Spanien: Ein Vergleich der absurd ist
Diese Geschichte ist weder mit den Ereignissen in Spanien noch in der Ukraine vergleichbar. Spanien hat keinen Krieg gegen Katalonien geführt, es gab weder systematische Vertreibungen noch die Vernichtung ganzer Familien und Dorfgemeinschaften. Auch unter der Regierung Franco kam es zu keinen Ereignissen, die mit der Vorgehensweise von Slobodan Milosevic in irgendeiner Art vergleichbar waren, obwohl es getötete Separatisten gab und auch heute noch Separatisten eingesperrt werden. Die spanische Regierung hat die Autonomierechte in Katalonien nicht eingeschränkt oder gar aufgehoben. Wenn nun die spanische Regierung Katalonien mit dem Kosovo vergleicht, dann vergleicht sie damit automatisch die spanische Zentralregierung in Madrid mit der Regierung Milosevic in Belgrad. Ein Vergleich, den nicht einmal Gegner dieser Regierung ziehen würden. Für die Unabhängigkeitsbestrebungen Kataloniens gibt es weder eine Begleitung durch die UNO noch durch die EU.
Die Absurdität dieses Vergleiches der Lage in Spanien mit dem Kosovo wird durch den Vergleich der Annexion der Krim mit der Unabhängigkeitserklärung des Kosovo deutlich übertroffen.
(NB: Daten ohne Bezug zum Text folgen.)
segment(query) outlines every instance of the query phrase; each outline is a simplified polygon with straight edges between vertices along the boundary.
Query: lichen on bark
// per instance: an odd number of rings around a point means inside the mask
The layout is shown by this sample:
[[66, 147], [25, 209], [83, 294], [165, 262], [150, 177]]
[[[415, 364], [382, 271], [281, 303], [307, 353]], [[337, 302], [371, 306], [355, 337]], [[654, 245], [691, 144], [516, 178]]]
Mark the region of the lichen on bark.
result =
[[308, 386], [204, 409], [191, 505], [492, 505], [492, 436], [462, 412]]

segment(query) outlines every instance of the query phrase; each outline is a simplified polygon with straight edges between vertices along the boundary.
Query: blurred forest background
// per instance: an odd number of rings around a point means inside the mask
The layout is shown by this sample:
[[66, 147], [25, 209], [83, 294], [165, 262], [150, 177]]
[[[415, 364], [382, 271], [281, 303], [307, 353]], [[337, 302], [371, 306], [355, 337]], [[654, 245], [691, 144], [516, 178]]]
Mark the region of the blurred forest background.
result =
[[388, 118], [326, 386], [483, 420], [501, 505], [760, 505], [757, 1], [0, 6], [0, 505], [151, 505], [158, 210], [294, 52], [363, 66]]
Die Krim gehört völkerrechtlich eindeutig zur Ukraine. Bei einem Referendum Anfang Dezember 1991 stimmten mehr als 90 Prozent der Ukrainer für die Unabhängigkeit (von der Sowjetunion), Ende Dezember desselben Jahres wurde die Sowjetunion aufgelöst.
Mehrheit der Krim gegen russische Kontrolle
Auch auf der Krim stimmten beim Unabhängigkeitsreferendum der Ukraine deutlich mehr als 50 Prozent (also eine klare absolute Mehrheit) für die Unabhängigkeit der Ukraine und damit gegen eine russische Kontrolle.
Schutzmacht im Budapester Memorandum
Im Budapester Memorandum aus dem Jahr 1994 anerkannte die Russische Föderation (neben weiteren Garantiemächten wie USA und Großbritannien) die volle Souveränität der Ukraine in den gegebenen Grenzen (also inklusive der Halbinsel Krim). Die Ukraine verpflichtete sich im Gegenzug zur Abgabe der Atomwaffen und auf einen weiteren Nuklearwaffenverzicht.
Infolge der Proteste des Euromaidan (in der Ukraine auch Revolution der Würde genannt) gegen die an Russland gebundene und äußerst korrupte Regierung von Viktor Janukowitsch, besetzten russische Soldaten (ohne Hoheitsabzeichen, die sogenannten Grünen Männchen) unter Verletzung aller bestehenden Verträge, die Krim.
Erst die Besetzung dann das Referendum
Auf der bereits russisch besetzten Krim organisierte Moskau ein Referendum, dessen Ergebnis in weiterer Folge zur Annexion der Halbinsel durch Russland führte. Die internationale Staatengemeinschaft verurteilte das Vorgehen Moskaus als eindeutig völkerrechtswidrig.
Vergleicht man nun aus ukrainischer Sicht diese Annexion der Krim durch Russland mit der Situation im Kosovo, so hätte das Milosevic-Regime nach der Besetzung des Kosovo durch die serbischen Truppen und die Vertreibung von Kosovaren (die Grünen Männchen vertrieben ja auch beispielsweise viele Krimtartaren) ein Referendum im Kosovo organisieren müssen, dessen Ergebnis die Bestätigung des Anschlusses des Kosovo an Serbien hätte sein müssen. Die Ukraine, das Opfer der russischen Aggression gegenüber der Krim, übernimmt also in ihrer Argumentation zum Kosovo die Position des Aggressors, und spielt damit indirekt der russischen Propaganda in die Hände.
Nicht-Anerkennung bringt keine Lösungen
Die Absurdität des Vergleichs Kosovo mit Katalonien und Krim zeigt sich in der Tatsache, dass die Nicht-Anerkennung weder die Annexion der Krim noch die Separatistenbewegung verhindert hat. Die Nicht-Anerkennung trägt also in keiner Weise zur Lösung des Problems bei, dessentwegen die Anerkennung der Unabhängigkeit verweigert wird. Im Gegenteil: Eine Anerkennung durch Spanien würde den Separatisten die Möglichkeit nehmen, ihre Situation mit der des Kosovo zu vergleichen. Eine Anerkennung durch die Ukraine würde den Vergleich Moskaus zwischen Krim-Annexion und Kosovo ins Leere laufen lassen.